The difficulty lay in being certain. She could not quite fit the lovemaking to this man; and yet she desired him.

You turn your back and you think people stop living and freeze just for you. But no, they go on, they live, they are wounded, they are altered by pain and bad news, and you turn again and it's all changed. Only happy people never change. She knew there was no certainty for her. The crushing thought was that she too might be ignorant of the past: Because I have changed.

He had scrambled inside with his tools and got the engine fluting. She could see he loved this, in spite of the fact that he didn't smile or show pleasure. It was how Fizzy would have behaved, probably what he was doing in O-Zone this minute — machine-mad, she thought, and felt tender toward them.

"I'm going to need this," he said, lowering himself to the ground and swinging a fuel tank out on a pulley. She knew it was full and heavy — and she had another tank. But how would he carry it?

He'll leave it, he'll come back for it, he has nothing else to do here but learn how to survive.

He stalked close to her and studied her with his bright eyes.

"It's a good thing I was here," he said.

She said nothing. She could stare back. What was that in his hand — another of those valves, maybe the old one, rolling in his blackened fingers.

"It looks like you may be able to use the full service."

She suspected that she knew what he meant. She wanted him to remember — anything. Whoever he was.

"I'm running all right," she said.

She desired him then most of all, as he was proposing and teasing her, and she was keeping him away. She searched his poor lined face for a flicker, but there was nothing. He still did not know her. Her desire for him was almost overpowering — she would do something ridiculous in a moment, she knew — snap at him, insult him, spurn him; because she felt on the verge of saying Take me.

Then she might know. That wild impulse might reveal everything, for sex was our deepest secret; the mask was tame and civilized, even the beakiest one, but the animal within it contained our identity. And shame was just another way of keeping the secret hidden. She almost reached out for him then.

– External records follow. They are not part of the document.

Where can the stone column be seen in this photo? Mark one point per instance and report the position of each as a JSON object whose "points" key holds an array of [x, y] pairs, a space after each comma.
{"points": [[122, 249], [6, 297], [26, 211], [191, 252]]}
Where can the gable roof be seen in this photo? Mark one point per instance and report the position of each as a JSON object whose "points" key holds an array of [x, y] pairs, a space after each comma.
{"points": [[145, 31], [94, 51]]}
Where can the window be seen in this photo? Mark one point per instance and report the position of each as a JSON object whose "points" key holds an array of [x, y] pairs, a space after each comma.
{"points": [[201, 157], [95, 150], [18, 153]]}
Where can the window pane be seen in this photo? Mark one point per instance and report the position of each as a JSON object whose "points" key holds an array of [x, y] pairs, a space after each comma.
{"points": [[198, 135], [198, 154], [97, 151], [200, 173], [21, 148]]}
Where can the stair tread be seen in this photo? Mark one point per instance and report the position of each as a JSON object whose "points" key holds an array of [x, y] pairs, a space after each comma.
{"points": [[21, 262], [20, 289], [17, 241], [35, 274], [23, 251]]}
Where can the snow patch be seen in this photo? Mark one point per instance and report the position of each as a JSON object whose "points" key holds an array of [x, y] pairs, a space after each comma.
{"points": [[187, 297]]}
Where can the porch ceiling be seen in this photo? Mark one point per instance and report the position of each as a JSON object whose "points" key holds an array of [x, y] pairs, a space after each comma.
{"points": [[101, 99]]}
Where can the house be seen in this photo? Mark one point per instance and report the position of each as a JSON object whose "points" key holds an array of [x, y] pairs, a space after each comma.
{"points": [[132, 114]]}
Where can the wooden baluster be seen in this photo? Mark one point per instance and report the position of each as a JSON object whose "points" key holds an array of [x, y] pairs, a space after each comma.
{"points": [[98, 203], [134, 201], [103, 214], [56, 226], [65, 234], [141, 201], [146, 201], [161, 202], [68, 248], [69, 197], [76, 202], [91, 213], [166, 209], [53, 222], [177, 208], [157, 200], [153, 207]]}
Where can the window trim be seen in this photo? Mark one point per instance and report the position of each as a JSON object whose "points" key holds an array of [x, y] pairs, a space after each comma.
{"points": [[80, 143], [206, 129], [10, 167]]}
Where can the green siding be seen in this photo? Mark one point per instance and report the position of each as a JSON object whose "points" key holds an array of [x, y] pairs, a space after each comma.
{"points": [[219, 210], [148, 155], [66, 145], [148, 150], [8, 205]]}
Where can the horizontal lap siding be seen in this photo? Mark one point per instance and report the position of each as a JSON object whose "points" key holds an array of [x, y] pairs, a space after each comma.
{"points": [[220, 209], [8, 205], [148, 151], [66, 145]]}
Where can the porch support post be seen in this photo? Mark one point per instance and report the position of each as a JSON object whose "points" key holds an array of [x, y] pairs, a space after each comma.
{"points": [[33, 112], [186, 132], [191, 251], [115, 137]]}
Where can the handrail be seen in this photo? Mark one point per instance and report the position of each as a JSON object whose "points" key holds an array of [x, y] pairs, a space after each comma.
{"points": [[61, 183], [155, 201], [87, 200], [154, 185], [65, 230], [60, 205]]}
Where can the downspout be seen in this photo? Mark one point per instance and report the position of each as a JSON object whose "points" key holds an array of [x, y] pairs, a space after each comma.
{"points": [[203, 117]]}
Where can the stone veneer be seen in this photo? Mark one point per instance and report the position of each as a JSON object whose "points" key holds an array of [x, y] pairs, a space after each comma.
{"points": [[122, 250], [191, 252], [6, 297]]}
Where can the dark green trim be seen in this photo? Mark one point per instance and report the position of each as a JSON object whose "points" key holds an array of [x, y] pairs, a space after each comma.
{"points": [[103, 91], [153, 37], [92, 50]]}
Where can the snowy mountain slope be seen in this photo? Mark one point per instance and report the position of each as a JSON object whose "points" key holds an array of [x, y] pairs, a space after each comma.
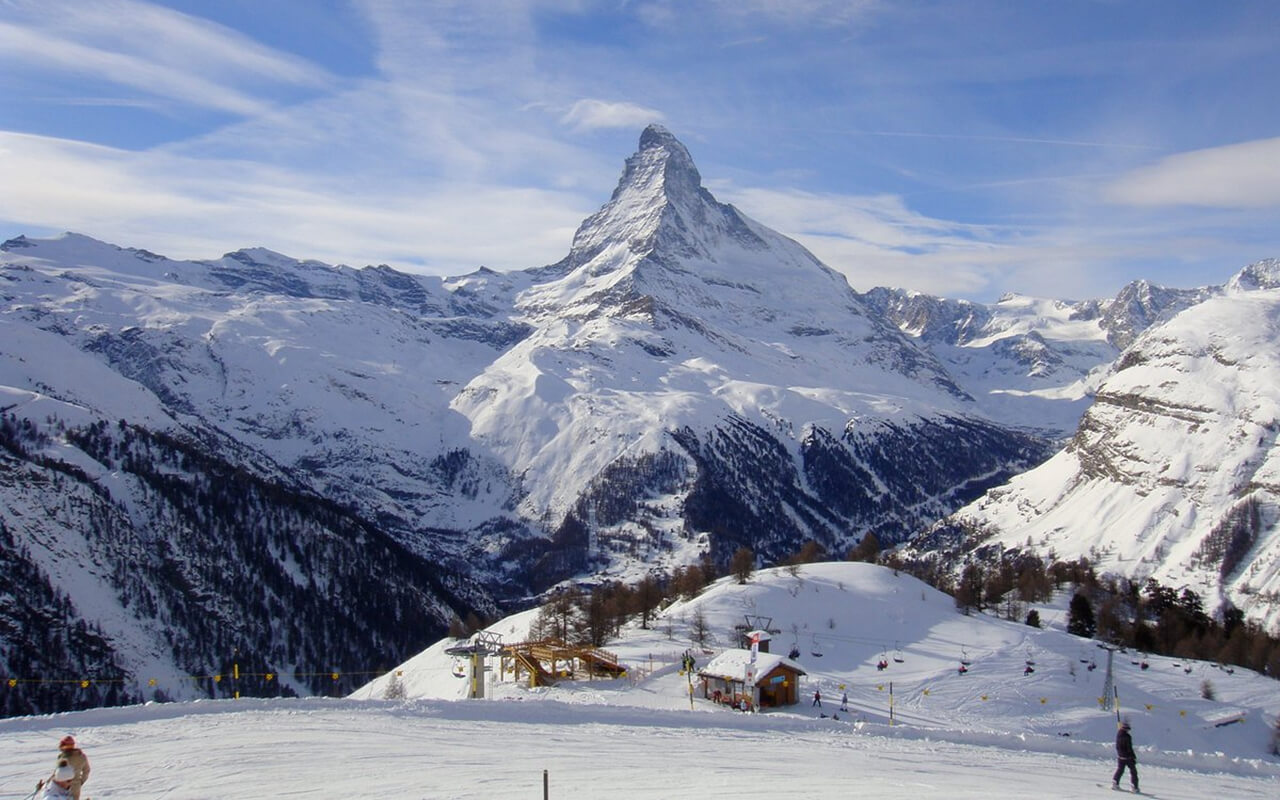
{"points": [[846, 617], [1173, 472], [640, 739], [684, 383], [1037, 362], [680, 332]]}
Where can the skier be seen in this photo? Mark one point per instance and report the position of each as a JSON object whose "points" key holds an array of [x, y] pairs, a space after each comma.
{"points": [[76, 758], [1125, 757], [58, 786]]}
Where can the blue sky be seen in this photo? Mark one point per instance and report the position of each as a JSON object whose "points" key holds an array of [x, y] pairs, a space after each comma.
{"points": [[958, 147]]}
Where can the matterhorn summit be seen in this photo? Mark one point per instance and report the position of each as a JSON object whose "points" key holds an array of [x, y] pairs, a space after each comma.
{"points": [[681, 333]]}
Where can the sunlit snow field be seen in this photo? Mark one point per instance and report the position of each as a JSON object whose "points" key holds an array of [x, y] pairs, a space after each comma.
{"points": [[993, 731]]}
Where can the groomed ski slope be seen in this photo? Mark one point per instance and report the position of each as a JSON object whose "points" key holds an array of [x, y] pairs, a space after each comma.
{"points": [[1033, 736]]}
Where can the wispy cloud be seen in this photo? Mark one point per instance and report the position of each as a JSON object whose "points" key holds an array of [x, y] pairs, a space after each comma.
{"points": [[154, 199], [595, 114], [152, 50], [1244, 176]]}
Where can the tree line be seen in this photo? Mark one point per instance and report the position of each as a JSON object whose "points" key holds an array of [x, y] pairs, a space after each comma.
{"points": [[1144, 616]]}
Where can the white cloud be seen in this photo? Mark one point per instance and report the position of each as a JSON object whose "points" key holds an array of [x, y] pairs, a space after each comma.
{"points": [[1244, 176], [152, 50], [201, 208], [595, 114]]}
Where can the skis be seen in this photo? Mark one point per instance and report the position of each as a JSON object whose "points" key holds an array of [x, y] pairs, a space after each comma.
{"points": [[1124, 790]]}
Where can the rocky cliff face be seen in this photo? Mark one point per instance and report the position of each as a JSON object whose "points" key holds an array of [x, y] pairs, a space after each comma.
{"points": [[1173, 472]]}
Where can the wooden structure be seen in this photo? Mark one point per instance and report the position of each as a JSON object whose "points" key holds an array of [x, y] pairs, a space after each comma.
{"points": [[547, 661], [772, 681]]}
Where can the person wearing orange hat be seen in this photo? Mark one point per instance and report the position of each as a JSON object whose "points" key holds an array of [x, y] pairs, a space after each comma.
{"points": [[76, 759]]}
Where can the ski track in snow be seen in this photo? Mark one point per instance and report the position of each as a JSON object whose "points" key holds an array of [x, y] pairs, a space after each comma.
{"points": [[465, 749]]}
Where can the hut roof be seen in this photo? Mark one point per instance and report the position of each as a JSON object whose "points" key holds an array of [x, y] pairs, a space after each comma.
{"points": [[732, 664]]}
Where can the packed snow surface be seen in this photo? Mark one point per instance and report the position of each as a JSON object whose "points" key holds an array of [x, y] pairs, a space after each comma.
{"points": [[996, 731]]}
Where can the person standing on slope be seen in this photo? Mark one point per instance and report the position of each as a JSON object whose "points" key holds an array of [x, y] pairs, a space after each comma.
{"points": [[1127, 758], [58, 786], [76, 758]]}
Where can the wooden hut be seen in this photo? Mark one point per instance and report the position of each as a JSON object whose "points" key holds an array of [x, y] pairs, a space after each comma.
{"points": [[772, 681]]}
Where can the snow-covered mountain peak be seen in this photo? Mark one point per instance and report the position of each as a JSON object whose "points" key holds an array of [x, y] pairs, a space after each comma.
{"points": [[659, 209], [1260, 275]]}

His boots slipped and rolled on the stony ground as he stepped nearer to her into the sun, and the glare on him made him seem full of fresh wounds — his creased face, and the scratches on the backs of his hands, and the slashes in his shirt, and his boot heels worn flat.

He said, "Well, you know where to find me."

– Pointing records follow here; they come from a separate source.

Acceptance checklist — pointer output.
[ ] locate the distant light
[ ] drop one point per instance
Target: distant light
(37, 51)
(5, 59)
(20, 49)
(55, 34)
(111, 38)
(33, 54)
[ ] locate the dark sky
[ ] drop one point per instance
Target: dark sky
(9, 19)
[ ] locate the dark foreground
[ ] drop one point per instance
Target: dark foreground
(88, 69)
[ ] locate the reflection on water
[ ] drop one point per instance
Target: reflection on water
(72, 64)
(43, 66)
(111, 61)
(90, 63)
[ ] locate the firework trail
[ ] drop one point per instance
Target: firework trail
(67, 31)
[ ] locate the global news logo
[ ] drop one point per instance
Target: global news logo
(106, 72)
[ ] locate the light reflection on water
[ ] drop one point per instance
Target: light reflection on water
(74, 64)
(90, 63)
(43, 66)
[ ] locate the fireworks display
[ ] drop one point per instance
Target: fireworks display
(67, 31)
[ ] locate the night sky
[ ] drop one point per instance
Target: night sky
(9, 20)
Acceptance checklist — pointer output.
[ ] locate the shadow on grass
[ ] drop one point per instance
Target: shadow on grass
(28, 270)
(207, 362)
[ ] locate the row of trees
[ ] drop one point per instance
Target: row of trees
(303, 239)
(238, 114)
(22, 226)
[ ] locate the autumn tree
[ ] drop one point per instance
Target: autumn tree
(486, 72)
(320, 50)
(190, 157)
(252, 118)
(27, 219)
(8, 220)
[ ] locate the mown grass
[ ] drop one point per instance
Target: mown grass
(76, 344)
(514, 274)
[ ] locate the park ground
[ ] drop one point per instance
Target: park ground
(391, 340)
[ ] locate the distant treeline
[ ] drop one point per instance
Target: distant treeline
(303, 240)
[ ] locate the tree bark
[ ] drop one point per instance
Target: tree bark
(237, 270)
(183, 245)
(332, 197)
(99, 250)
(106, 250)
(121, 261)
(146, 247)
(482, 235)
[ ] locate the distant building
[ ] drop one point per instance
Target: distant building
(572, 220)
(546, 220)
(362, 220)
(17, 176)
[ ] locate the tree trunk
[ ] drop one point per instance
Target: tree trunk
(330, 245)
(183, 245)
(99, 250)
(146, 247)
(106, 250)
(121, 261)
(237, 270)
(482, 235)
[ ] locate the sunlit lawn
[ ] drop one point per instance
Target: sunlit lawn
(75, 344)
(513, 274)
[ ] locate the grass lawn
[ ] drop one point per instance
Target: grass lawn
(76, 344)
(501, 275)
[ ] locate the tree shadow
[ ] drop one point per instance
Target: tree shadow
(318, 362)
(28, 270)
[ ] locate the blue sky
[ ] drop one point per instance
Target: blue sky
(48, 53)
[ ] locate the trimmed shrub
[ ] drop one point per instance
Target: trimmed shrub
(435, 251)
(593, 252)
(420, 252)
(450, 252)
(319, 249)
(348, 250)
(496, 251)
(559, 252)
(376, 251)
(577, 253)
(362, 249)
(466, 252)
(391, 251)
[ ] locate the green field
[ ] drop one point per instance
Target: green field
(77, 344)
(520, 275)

She hated his saying that. I'm wrong, it's a mistake, he's a stranger, he doesn't recognize me — because he is not who I think he is: her thoughts raced and jeered at her for coming all this way for nothing.

He cranked the ladder down, and helped her onto it, touching her for the first time. When he touched her he questioned her with the pressure of his fingers, and instead of being helped by them, the fingers made her hesitate.

She turned to face him, and he let go — embarrassed, a bit flustered, touched with innocence, as if he had given himself away. Was it to disguise it that he looked aside and opened his mouth and yawned? It was a hissing gasping yawn — he brushed it with the back of his hand, bumping it with the small bones of his knuckles.

His whole personality was in that yawn: it exposed and betrayed him. Was it this most human and unalterable gesture that he had passed on to Fizzy? She felt it.was so, even more clearly than the way he had touched her, though that had said a great deal — the way his hand had lingered and the fingers had spoken, the abrupt and self-conscious way he had released her. His yawn had seemed to say the rest. It was loud and automatic, seeming to dismiss her, and his folded hand neither stifled it nor covered it. He had gargled air and snapped his teeth shut.

She felt strongly that Fizzy was safe.